This suspension of belief or bracketing of knowledge creates a void. We want to see what may enter to fill it. So, a prerequisite is curiosity. Without creating this emptiness, one simply remains blinded by one’s current certainties, which eclipse all new information and ways of looking. If one has complete confidence in one’s knowledge, then there is little reason to perform this exercise. Hence, another prerequisite is doubt. One must doubt, and even doubt one’s doubt! Such skepticism is challenging in an accelerating society based on decisive action. Of course, there are real emergencies and things that must be dealt with in a timely manner. But there are also false emergencies and decisions that would better be made without haste. We live in an age of short-sighted goals and pressured decision-making—which looks ever more like the very lack of wisdom. There is a valid place for doubt, and for remaining in a phase of suspended judgment for as long as it takes to come to a wise decision. There is a place for the lengthy debate required for consensus, including debate within oneself.

So, further prerequisites are patience and discipline. One needs discipline to resist the compulsion to come prematurely to a conclusion; one needs patience to abide the uncomfortable feeling of uncertainty. These qualities serve a commitment to a bigger picture and a longer-term view, which are not readily achieved. That could mean actively seeking more information or it could mean doing nothing at all, which is extremely difficult in a culture based on restless activity and distraction. Above all, it means taking responsibility for the processes of perceiving, knowing, judging, and deciding that we normally take for granted.
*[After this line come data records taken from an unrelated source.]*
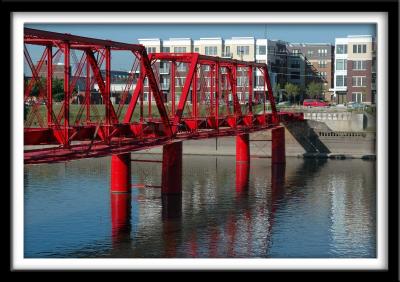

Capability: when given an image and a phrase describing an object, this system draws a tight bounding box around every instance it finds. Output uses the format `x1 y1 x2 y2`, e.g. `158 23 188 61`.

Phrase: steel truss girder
24 28 302 163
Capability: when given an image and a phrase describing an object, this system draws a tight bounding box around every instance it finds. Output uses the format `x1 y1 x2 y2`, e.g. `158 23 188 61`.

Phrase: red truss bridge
24 28 303 164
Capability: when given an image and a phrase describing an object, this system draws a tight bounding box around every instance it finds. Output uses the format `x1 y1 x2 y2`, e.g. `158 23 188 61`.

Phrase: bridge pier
236 162 250 194
111 193 131 242
236 133 250 163
111 153 131 193
271 126 286 164
236 133 250 193
161 141 182 195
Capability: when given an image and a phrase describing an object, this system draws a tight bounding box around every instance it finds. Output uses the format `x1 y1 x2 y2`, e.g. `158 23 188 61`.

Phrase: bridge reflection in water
24 155 376 258
111 159 286 258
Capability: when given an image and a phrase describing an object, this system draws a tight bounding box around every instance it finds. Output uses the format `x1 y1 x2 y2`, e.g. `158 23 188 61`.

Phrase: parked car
347 102 365 109
336 104 346 109
278 101 292 107
303 99 329 107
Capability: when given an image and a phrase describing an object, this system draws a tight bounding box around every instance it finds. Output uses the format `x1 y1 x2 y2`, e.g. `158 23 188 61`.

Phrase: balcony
221 52 233 59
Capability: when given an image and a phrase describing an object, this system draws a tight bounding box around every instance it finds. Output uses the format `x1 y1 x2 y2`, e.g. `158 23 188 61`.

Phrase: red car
303 99 329 107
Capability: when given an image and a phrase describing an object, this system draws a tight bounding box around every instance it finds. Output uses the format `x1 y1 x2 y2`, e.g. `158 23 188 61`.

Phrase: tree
307 81 324 98
285 82 300 103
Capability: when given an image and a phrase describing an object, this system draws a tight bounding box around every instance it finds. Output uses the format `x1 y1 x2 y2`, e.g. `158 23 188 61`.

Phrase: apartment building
287 43 334 100
224 37 256 62
334 35 376 104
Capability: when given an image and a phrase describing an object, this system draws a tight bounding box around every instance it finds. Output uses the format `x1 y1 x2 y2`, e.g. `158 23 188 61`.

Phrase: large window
174 47 186 53
353 44 367 53
336 44 347 54
236 46 250 56
336 75 347 87
257 45 267 55
336 59 347 70
290 60 300 69
205 46 217 56
290 71 300 79
146 47 156 54
318 60 326 68
351 92 365 103
352 76 367 87
318 49 328 57
268 46 276 55
353 61 367 70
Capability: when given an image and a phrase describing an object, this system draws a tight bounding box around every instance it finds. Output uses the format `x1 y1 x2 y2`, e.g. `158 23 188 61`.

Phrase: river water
24 154 376 258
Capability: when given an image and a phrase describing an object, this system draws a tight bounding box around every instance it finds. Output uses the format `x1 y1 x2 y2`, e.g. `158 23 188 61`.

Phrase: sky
25 24 376 70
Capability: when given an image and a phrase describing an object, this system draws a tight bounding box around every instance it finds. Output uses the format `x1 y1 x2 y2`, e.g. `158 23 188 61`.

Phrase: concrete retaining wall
134 120 375 158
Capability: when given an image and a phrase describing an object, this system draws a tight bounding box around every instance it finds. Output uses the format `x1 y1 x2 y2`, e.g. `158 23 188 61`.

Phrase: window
319 71 328 78
336 44 347 54
336 59 347 70
318 60 326 68
257 46 267 55
174 47 186 53
351 92 365 103
353 44 367 53
336 75 347 87
352 76 367 87
237 46 250 56
318 49 328 57
290 60 300 69
353 61 367 70
268 46 276 55
146 47 156 54
177 63 186 71
290 71 300 79
205 46 217 56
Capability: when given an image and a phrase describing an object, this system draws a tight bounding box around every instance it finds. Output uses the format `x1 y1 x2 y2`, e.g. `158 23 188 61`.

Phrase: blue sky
25 24 376 70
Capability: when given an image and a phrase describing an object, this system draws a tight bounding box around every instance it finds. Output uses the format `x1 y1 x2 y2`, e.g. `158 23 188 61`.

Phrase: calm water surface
24 155 376 258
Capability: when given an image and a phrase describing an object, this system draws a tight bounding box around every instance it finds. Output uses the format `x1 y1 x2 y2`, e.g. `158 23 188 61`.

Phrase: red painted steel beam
140 53 173 137
161 142 182 194
24 28 145 52
173 54 198 134
86 50 118 123
271 126 286 164
110 153 131 193
64 42 71 146
46 46 53 125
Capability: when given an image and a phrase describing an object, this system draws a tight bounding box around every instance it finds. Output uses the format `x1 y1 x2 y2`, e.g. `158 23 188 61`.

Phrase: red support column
208 65 215 116
111 153 131 193
103 47 112 126
248 66 253 114
214 63 220 130
236 162 250 194
170 61 176 117
111 193 131 239
46 46 53 126
192 67 198 130
85 57 90 122
271 126 286 164
161 142 182 194
64 42 71 146
236 133 250 162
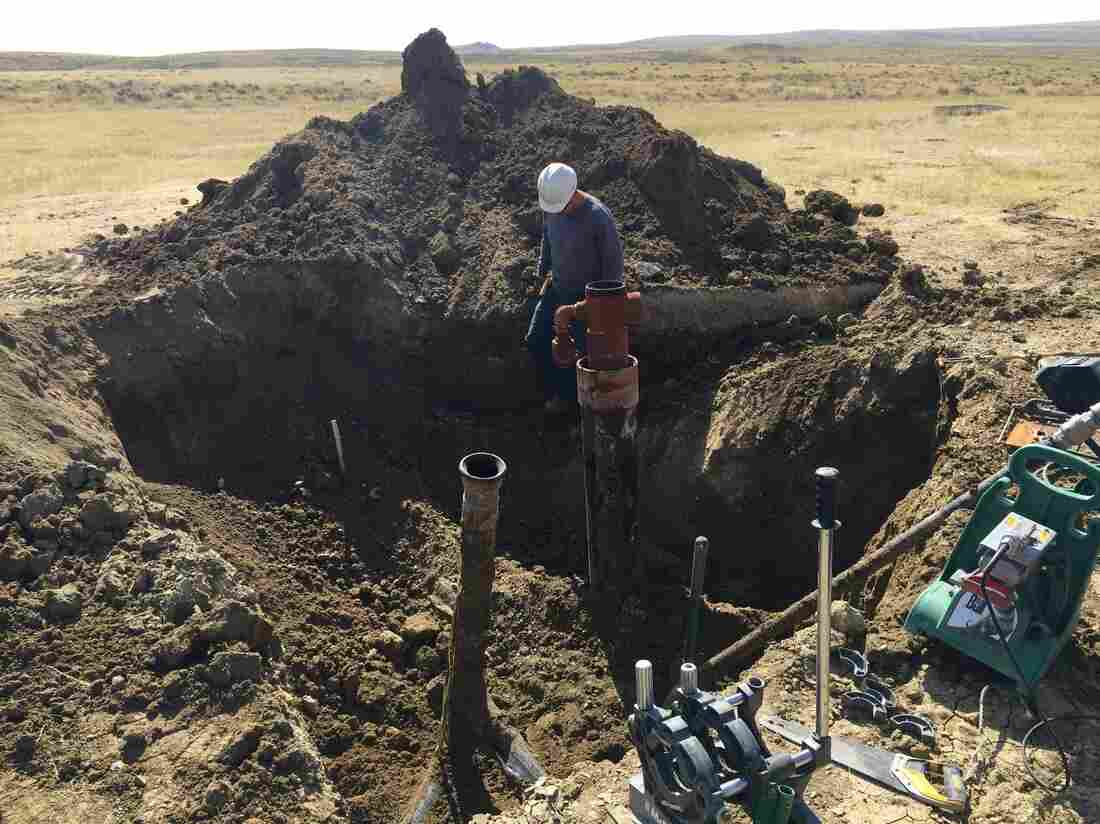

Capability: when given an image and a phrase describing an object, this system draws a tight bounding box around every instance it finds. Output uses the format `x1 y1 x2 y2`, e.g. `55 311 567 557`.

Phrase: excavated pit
95 270 939 609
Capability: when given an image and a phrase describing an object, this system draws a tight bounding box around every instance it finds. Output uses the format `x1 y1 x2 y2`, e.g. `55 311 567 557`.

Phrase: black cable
979 536 1073 792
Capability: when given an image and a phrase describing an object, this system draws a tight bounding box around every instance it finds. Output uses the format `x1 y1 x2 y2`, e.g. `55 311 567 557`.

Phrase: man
525 163 623 414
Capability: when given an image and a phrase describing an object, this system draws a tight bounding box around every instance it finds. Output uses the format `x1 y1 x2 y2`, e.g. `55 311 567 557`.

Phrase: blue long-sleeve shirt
539 193 623 292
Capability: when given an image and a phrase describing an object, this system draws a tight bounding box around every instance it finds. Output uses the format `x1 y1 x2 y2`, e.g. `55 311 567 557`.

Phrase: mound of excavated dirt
95 30 897 305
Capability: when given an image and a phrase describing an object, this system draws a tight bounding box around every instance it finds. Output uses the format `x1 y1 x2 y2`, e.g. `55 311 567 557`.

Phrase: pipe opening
459 452 507 481
576 354 638 372
584 281 626 297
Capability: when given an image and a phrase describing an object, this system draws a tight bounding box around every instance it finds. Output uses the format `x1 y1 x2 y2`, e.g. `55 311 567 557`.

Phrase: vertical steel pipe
634 659 653 712
576 355 638 590
813 466 840 739
444 452 507 737
683 535 711 661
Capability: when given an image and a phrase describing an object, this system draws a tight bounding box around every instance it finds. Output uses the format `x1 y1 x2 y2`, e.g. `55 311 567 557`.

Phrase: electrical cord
979 536 1073 792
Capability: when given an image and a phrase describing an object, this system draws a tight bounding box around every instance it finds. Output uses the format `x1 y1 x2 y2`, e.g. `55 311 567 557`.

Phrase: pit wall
83 265 938 606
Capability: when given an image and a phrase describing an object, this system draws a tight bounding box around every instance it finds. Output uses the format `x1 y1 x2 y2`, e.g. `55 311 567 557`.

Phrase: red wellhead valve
552 281 641 370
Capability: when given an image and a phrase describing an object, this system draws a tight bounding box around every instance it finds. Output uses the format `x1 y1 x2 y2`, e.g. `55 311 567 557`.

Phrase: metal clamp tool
628 661 827 824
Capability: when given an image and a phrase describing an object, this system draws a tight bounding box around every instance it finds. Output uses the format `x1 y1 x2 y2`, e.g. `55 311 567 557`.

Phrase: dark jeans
524 286 587 404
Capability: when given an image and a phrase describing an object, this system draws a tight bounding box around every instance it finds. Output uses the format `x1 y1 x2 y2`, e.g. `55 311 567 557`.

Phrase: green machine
905 444 1100 692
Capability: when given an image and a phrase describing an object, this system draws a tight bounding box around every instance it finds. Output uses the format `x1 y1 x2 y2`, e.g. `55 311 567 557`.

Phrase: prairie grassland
0 48 1100 260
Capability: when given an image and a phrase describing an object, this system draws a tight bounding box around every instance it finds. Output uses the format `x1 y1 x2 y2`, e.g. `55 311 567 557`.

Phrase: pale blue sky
0 0 1100 55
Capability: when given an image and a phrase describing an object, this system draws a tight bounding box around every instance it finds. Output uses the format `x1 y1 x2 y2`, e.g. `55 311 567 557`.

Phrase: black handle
814 466 840 529
691 535 711 598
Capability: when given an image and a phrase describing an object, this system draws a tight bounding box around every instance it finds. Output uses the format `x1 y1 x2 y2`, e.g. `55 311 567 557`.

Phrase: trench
83 270 939 820
92 264 939 609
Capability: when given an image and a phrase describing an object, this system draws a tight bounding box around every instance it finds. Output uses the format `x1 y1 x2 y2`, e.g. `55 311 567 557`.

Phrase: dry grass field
0 47 1100 260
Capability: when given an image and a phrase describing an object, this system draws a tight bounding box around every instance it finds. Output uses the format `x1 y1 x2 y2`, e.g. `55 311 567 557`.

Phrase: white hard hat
539 163 576 215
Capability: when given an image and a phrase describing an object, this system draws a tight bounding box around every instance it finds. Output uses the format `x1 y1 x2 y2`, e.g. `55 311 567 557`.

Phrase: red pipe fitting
551 281 642 370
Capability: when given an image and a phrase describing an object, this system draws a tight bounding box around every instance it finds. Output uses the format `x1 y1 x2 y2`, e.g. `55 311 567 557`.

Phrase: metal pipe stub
576 355 639 590
813 466 840 741
634 659 653 712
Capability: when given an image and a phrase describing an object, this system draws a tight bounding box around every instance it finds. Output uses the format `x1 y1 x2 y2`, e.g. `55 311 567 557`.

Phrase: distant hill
598 20 1100 50
454 43 504 54
0 48 402 72
0 20 1100 72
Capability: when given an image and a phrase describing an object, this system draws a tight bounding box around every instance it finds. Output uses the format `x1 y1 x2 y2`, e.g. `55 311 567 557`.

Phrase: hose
980 538 1073 792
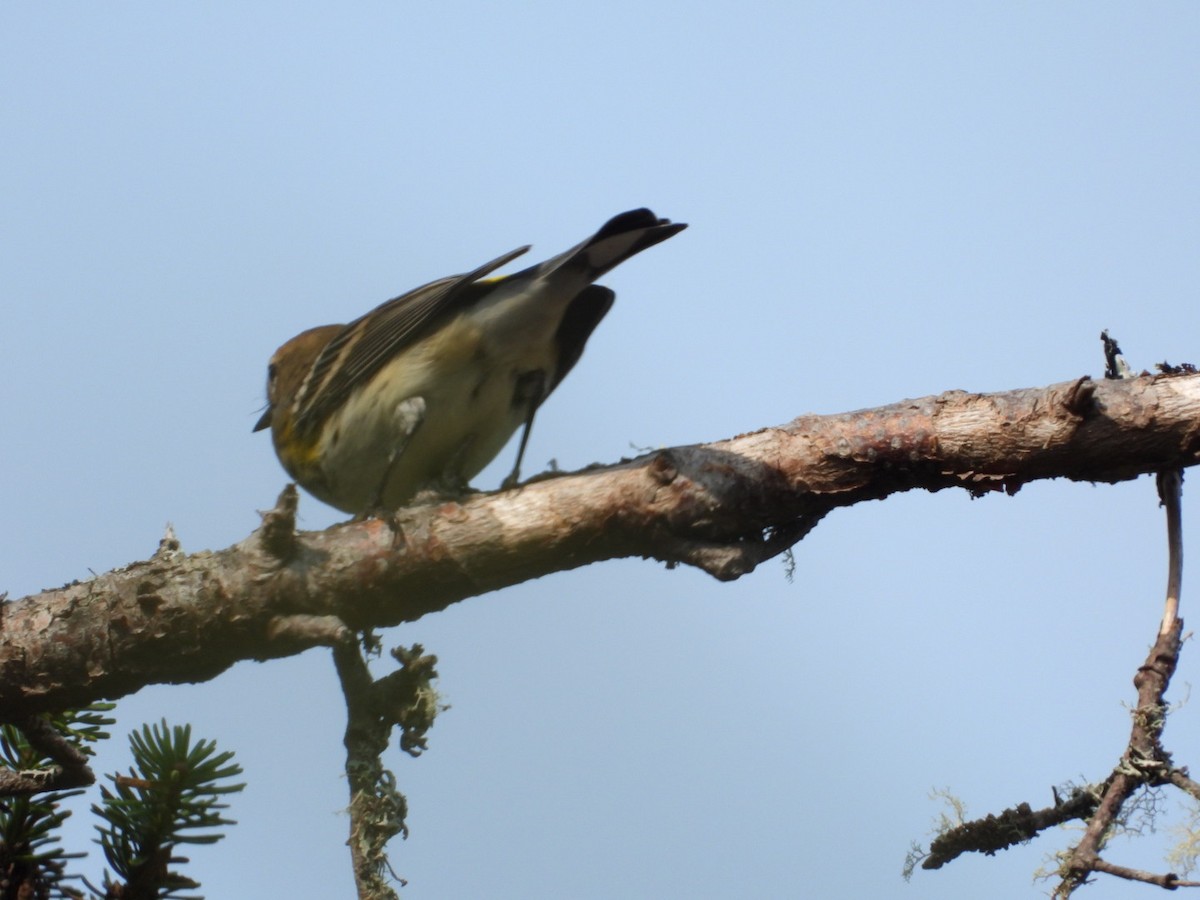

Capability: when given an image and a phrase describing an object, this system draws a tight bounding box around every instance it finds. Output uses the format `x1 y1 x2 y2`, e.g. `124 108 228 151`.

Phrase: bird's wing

The stance of unknowing is similar in intent to the concept of brainstorming developed in the 1940s and popularized in the 1950s. Brainstorming originated as a group creative process to solve problems of product development in corporations. It involves the key ingredient of deferring judgment in order to come up with as many creative suggestions as possible. Yet, the stance of unknowing differs from brainstorming in several ways. It is not restricted to collective processes. It is not aimed at problem solving or any pre-specified goal. While it may result in new knowledge, that is not the intention behind it. It is not a tool to serve a given purpose, but a temporary relaxation of purpose. It resembles skepticism as an attitude of doubt or a withholding of judgment. However, it is not a philosophical theory that denies the reality of the world or its knowability. It is not a theory at all, but a strategic retreat from speculation. My blog and other writings are filled with speculation as well as skepticism. Behind both, however, is always the intention to treat all ideas as provisional, a willingness to take the stance of unknowing.